Occasionally I'll write a response to a question on Quora. Partly as a means to procrastinate, partly for educational purposes, and partly to 'show off.'

Here was my answer to the question Can DNA sequences be treated as timeseries?

A DNA sequence (ACGTACT..., for example) is a collection of bases that have a definite spatial order (the A really does precede the C, which really does precede the G, etc., in the DNA molecule, at least if we read the molecule linearly, from 5' to 3', for instance). Since the indexing matters, we have found ourselves in the realm of stochastic processes. A stochastic process (at least from one perspective) is an indexed collection of random variables. The simplest stochastic process that most scientists are familiar with is a random sample, the so-called IID (independent and identically distributed) stochastic process where each instance in the sequence is independent of each other instance, and all of the sequences have the same distribution. This is the bread and butter of introductory statistics courses (mostly because assumptions of IIDness make problems tractable). But nature need not behave according to our theories from STAT100.

A general stochastic process allows for arbitrary dependencies between all of the random variables. For instance, it might be the case that an A is more likely to follow a G (I don't know the biology, but I have seen evidence that this sort of thing does happen in real genomes), or a T to follow a C. If we incorporate this sort of information into our model of the DNA sequence, we have something called a first-order Markov chain (the probability of observing a base X only depends on the previous base observed, and is independent of all the bases before that). We can extend this to general nth order Markov chains, where the probability of observing a particular base only depends on the previous b bases (b = 1 gives us the first-order chain).

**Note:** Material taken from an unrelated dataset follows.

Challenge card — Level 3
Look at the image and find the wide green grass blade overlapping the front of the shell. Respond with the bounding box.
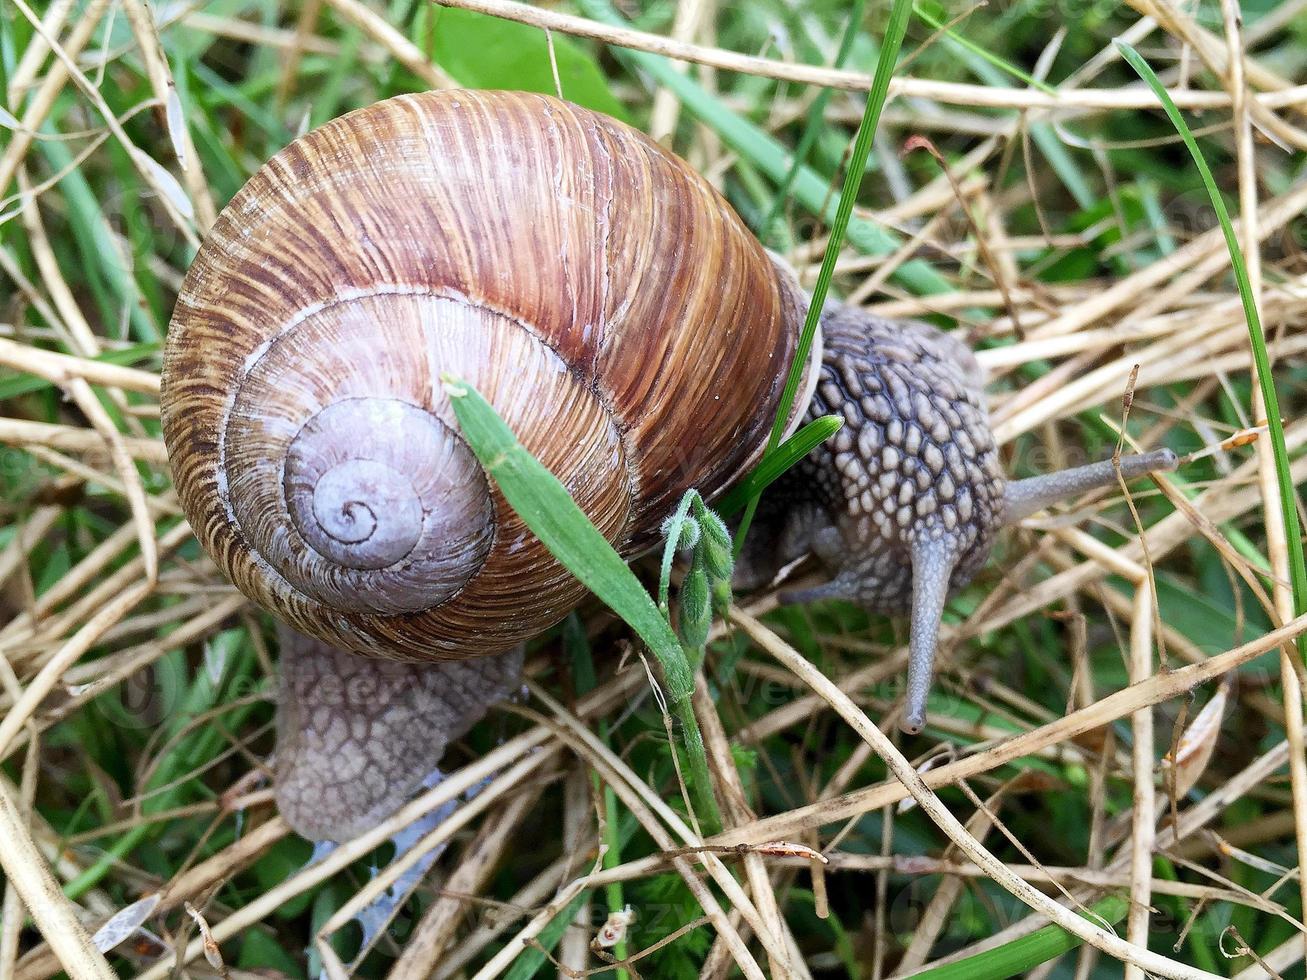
[443,378,721,832]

Another common stochastic process model used for DNA sequences is the Hidden Markov Model (often abbreviated HMM). In this case, we have a joint process, a symbol sequence that we do observe (in this case, the bases), and an unobserved 'state' sequence that we do not observe (but would like to infer). This is a common technique for identifying genes within a DNA sequence, where the hidden state transitions between 'gene' and 'not-gene'.

These ideas as applied to DNA sequences are old, dating back at least until the 1980s. See for example Gary Churchill's Stochastic models for heterogeneous DNA sequences (the first Google result for 'stochastic process DNA sequence').

Bringing things back around to the original question, a time series is just a particular type of stochastic process, where the index is over time. A DNA sequence is a very similar object, where the index is over space. In both cases, we are usually interested in the dependencies between nearby (and distant) observations, in time for time series and in space for DNA sequences. As such, the tools of one field can often be applied to the other. However, the tools of time series analysis usually involve real-valued observations (the closing price of the stock market on consecutive days, the weight of a patient over some period of time, etc.), whereas the observations of DNA sequences involve discrete observations from a fixed alphabet {A, G, C, T, U}. As such, we should be careful about any attempt to transplant tools directly from time series analysis to DNA sequence analysis.